Chancen für junge Menschen
Das Bremer Weltorchester eröffnet jungen Menschen in Bolivien, Peru und Tunesien, die teilweise in zutiefst benachteiligten Verhältnissen leben, Chancen, die ihren Lebensweg maßgeblich verbessern können. Gleichzeitig kann sich auch der Blick der Bremer Jugendlichen verändern: Bereits vor einigen Wochen reisten junge Mitglieder des Jugendsinfonieorchesters und des Jungen Kammerorchesters Bremen in alle drei Partnerländer, um mit Jugendlichen aus sozialen Musikprojekten zu musizieren. Dabei erlebten sie unmittelbar, wie sehr die Lebensrealitäten der Jugendlichen vor Ort von Armut, Unsicherheit und Perspektivlosigkeit geprägt sind – und wie die Musikprojekte oft die einzige Kraftquelle für mehr Selbstbewusstsein und den Mut sind, sich eine andere Zukunft vorzustellen.
Zukunftsweisendes Projekt
Auch die Botschafter aus dem Jugendsinfonieorchester Bremen und dem Jungen Kammerorchester Bremen werden als Teil des „Weltorchesters“ am Konzert mitwirken.

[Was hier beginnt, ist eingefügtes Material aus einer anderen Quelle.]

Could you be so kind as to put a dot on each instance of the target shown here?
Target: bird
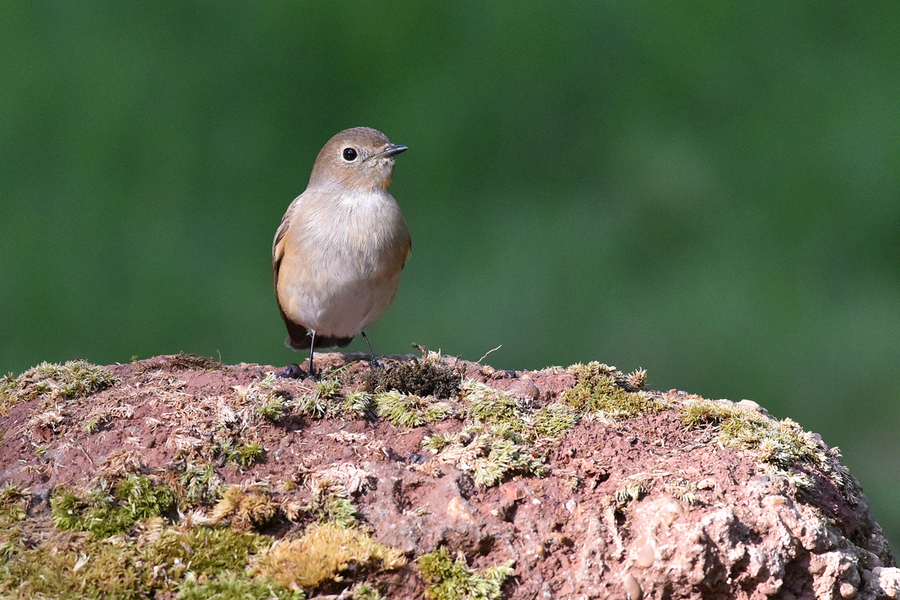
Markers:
(338, 253)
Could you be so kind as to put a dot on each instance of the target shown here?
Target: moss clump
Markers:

Zum Ende des 200-jährigen Jubiläums der Philharmonischen Gesellschaft Bremen setzt das Abschlusskonzert dieses einzigartigen Projekts ein Zeichen für internationale Verständigung, kulturellen Austausch und das Vertrauen in die Kraft der nächsten Generation. Ein wirkungsvoller, beispielhafter Impuls, den die Kulturstadt Bremen mit den Mitteln der Musik in die Welt sendet. Und damit in die Zukunft weist.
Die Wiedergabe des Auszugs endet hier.